Mercedes-Benz GLA 35 AMG
The Mercedes-Benz GLA35 AMG doesn’t make sense, and yet it does. It’s based on a very practical GLA yet makes more than 300 horsepower. But it’s the only performance-oriented premium car that you could viably buy in that price segment. The absence of RSQ3, and the fact that the Mini Cooper is just as useful as a chocolate teapot, make the GLA35 look not so bad a choice either. It sits four in comfort, has top-of-the-line features and that AMG exhaust tips sound gloriously raucous when given some beans. Its engine might not be a proper hand-built AMG one, but the character of the 302bhp turbocharged four-cylinder is plain mental. And it’s assembled right here in India as well, not Affalterbach.
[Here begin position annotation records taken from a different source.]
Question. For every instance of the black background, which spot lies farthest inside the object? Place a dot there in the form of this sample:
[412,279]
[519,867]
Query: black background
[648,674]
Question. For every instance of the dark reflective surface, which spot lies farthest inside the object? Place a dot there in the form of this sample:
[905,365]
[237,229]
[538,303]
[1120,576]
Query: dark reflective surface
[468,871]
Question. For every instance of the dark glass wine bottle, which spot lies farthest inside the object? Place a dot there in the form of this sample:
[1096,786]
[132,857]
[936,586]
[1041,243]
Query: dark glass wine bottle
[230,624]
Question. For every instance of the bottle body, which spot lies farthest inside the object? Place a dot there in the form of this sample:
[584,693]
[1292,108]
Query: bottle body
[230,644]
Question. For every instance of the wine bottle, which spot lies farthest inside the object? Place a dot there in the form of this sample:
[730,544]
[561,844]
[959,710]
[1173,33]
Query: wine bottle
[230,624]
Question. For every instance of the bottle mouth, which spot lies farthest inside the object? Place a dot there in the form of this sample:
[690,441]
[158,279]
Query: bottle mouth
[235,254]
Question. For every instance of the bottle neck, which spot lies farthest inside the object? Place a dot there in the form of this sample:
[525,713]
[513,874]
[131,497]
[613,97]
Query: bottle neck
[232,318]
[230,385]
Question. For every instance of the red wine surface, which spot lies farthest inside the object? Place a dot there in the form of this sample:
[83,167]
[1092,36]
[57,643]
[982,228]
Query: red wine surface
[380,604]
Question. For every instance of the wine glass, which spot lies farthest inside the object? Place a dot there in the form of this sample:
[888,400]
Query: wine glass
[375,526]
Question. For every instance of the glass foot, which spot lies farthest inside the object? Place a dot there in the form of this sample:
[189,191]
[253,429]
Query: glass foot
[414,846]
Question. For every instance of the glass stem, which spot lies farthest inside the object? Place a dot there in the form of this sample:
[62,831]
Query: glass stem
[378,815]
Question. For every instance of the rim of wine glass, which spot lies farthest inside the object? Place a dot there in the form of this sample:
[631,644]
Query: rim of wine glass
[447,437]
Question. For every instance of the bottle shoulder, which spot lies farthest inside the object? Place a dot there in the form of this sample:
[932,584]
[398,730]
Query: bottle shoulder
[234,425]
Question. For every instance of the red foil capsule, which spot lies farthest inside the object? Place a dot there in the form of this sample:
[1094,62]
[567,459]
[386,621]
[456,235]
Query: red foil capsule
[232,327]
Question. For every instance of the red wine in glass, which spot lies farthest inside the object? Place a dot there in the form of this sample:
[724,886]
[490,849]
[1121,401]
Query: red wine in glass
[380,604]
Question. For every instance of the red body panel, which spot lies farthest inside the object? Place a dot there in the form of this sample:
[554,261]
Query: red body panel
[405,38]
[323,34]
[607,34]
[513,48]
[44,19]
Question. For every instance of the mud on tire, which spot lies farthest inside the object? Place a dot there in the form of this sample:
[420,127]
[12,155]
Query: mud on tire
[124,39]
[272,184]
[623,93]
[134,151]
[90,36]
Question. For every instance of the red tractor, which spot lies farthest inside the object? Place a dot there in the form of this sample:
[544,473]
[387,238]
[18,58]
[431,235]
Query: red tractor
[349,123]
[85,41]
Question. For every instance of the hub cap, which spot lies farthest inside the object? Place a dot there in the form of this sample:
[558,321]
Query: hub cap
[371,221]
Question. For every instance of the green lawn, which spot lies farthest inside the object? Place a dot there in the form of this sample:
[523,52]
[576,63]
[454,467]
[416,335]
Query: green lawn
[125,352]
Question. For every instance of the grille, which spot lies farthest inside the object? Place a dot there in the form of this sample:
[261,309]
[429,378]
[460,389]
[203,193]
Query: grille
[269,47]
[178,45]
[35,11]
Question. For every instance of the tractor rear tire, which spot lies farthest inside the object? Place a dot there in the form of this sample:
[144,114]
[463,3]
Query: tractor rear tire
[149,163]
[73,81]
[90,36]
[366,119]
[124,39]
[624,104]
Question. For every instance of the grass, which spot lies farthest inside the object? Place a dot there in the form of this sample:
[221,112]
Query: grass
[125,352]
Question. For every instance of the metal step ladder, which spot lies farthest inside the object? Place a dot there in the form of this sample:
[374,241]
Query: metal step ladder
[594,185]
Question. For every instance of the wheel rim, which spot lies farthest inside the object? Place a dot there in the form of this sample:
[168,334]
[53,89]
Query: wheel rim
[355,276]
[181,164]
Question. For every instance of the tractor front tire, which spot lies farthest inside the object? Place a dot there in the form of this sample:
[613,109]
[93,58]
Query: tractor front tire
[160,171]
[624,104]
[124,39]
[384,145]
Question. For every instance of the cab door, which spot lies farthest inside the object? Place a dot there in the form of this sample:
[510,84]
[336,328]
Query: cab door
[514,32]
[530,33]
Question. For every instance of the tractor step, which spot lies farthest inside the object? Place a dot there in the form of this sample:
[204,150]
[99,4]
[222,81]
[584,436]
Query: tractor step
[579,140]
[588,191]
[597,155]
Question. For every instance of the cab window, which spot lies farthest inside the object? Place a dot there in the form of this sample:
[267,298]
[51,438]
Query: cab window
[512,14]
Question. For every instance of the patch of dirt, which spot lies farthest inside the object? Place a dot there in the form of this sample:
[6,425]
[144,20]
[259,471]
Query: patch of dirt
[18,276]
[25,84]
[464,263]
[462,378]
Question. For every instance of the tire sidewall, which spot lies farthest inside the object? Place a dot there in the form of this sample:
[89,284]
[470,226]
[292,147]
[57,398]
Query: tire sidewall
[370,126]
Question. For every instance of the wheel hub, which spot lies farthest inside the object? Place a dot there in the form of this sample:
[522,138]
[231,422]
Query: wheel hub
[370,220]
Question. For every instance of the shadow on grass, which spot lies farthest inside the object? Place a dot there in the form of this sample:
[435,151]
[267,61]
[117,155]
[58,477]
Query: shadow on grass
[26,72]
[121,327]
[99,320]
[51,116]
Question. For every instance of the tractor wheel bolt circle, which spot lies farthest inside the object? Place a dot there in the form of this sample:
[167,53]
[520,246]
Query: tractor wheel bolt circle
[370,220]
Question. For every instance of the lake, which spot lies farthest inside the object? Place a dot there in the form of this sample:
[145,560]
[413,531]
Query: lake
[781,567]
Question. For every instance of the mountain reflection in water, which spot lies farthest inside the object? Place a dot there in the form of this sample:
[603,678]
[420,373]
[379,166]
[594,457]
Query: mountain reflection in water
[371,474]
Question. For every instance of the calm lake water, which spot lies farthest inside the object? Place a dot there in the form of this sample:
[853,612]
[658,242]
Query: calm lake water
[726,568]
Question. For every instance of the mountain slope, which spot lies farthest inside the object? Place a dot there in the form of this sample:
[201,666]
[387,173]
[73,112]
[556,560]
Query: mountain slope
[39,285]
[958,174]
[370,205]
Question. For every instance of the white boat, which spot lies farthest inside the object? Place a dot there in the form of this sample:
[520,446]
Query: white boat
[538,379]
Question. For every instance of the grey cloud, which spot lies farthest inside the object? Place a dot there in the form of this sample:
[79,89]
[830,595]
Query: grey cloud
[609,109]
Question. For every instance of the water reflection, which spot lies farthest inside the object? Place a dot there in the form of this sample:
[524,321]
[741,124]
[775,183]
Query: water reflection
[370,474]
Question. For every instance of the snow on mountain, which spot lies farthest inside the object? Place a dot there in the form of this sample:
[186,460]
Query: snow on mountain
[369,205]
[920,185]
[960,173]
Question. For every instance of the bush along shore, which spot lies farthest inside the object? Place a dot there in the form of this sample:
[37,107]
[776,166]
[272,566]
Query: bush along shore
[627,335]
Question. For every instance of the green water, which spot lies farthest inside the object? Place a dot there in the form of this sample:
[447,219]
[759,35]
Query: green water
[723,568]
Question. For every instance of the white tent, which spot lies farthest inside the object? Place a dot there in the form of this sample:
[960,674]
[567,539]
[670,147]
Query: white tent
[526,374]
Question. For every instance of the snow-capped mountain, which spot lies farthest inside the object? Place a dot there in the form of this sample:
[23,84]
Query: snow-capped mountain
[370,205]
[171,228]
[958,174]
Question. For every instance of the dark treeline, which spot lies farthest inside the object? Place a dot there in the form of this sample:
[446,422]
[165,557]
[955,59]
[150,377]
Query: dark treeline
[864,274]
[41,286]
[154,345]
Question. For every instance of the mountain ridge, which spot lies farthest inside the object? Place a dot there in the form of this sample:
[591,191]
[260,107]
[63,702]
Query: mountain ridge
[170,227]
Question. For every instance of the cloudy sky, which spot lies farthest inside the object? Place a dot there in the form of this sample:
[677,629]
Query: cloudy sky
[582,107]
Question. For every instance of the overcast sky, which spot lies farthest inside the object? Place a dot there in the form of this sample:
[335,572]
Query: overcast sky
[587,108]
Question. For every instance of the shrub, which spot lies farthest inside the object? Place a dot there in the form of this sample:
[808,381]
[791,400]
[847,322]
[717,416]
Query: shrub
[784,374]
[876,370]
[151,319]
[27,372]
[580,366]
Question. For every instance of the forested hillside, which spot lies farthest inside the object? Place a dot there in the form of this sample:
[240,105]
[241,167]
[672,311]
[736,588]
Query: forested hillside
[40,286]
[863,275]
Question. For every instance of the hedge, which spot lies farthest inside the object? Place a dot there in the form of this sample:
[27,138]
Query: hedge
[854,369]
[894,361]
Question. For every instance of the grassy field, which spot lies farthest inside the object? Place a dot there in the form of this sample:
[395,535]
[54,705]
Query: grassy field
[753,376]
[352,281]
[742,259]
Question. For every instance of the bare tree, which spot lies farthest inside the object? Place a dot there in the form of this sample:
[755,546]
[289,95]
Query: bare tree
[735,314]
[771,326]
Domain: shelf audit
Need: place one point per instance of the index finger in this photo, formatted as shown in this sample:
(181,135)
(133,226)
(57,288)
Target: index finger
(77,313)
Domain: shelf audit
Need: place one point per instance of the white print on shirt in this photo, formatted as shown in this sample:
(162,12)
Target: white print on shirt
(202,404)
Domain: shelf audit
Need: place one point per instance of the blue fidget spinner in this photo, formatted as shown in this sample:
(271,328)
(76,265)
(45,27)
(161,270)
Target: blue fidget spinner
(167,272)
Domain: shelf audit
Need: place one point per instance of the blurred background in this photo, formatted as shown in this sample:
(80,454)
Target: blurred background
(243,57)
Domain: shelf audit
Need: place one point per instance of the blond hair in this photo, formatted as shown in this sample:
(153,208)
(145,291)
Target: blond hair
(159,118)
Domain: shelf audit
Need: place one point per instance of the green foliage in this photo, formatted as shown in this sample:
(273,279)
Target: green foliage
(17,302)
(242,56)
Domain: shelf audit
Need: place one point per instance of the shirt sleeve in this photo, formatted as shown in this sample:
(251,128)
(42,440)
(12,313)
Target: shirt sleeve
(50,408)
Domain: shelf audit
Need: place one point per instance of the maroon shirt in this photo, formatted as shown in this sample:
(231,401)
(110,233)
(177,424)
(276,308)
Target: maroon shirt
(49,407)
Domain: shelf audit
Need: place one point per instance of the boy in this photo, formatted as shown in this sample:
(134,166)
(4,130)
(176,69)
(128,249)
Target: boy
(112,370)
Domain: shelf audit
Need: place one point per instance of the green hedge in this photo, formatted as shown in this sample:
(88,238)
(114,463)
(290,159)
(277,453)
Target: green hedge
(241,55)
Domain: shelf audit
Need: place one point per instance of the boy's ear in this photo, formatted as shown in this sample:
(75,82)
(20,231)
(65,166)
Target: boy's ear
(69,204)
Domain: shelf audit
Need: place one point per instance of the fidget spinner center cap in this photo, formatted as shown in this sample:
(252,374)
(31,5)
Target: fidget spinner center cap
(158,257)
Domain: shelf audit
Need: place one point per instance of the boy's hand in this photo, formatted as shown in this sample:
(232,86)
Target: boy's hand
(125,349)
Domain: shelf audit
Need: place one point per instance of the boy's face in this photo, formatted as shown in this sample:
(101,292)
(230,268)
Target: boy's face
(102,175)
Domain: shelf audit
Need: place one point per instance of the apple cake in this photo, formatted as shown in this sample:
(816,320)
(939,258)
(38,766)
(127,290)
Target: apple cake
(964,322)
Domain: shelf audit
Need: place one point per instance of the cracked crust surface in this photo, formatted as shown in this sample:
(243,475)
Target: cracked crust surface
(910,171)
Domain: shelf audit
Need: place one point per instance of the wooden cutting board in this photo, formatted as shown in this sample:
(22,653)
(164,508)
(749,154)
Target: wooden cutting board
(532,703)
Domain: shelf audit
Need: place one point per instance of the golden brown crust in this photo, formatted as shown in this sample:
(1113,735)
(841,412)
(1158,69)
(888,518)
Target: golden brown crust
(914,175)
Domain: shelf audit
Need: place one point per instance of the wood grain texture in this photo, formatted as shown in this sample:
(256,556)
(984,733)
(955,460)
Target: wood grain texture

It's got GT in its name which stands for Grand Touring. And once you are behind the wheel of the Audi E-Tron GT, it’s electric nature becomes a secondary character. Behind the wheel, it becomes exactly what its name suggests – a grand touring machine. There might be 523 horsepower and 630Nm on tap that’s capable of 0-100kmph in 4.1 seconds. And the two electric motors on both axles are fed through a 93kWh battery pack offering a range of more than 400 kilometres. But numbers aside, the E-Tron GT has a comfortable ride, ease of power delivery, friendly controls and massive range. This makes it a pretty handy tool for a trans-European escapade. While it can courteously rearrange your internals in outright acceleration (while being eerily silent mind you), it can still be a comfortable city slicker for your everyday needs.
Mercedes-Benz E53 AMG
Mercedes-Benz AMG is brilliant at doing the Eddie Brock-into-Venom trick, turning its humdrum models into fire breathing, tire smoking V8 monsters. The E53 is neither. It’s far less vicious, easier on the eye and a lot more manageable – its Peter Parker doubled up as Spiderman. It’s everything we want from an AMG; it’s fast, poised, comfortable and best of all, immune to speed bumps (with some care, of course). The E53 AMG’s 3-litre motor is quite special even though it’s not a proper AMG engine like the monstrous 4-litre twin-turbo V8 you get in the E63 S. Firstly, this engine has a straight-six cylinder configuration and secondly its supplemented by a twin-scroll turbo, an electric motor and a compressor. Basically there’s an integrated starter motor powered by a 48-volt electrical system that makes 21 additional horsepower and more importantly, 250Nm of torque bringing the total output to 429bhp and 520Nm.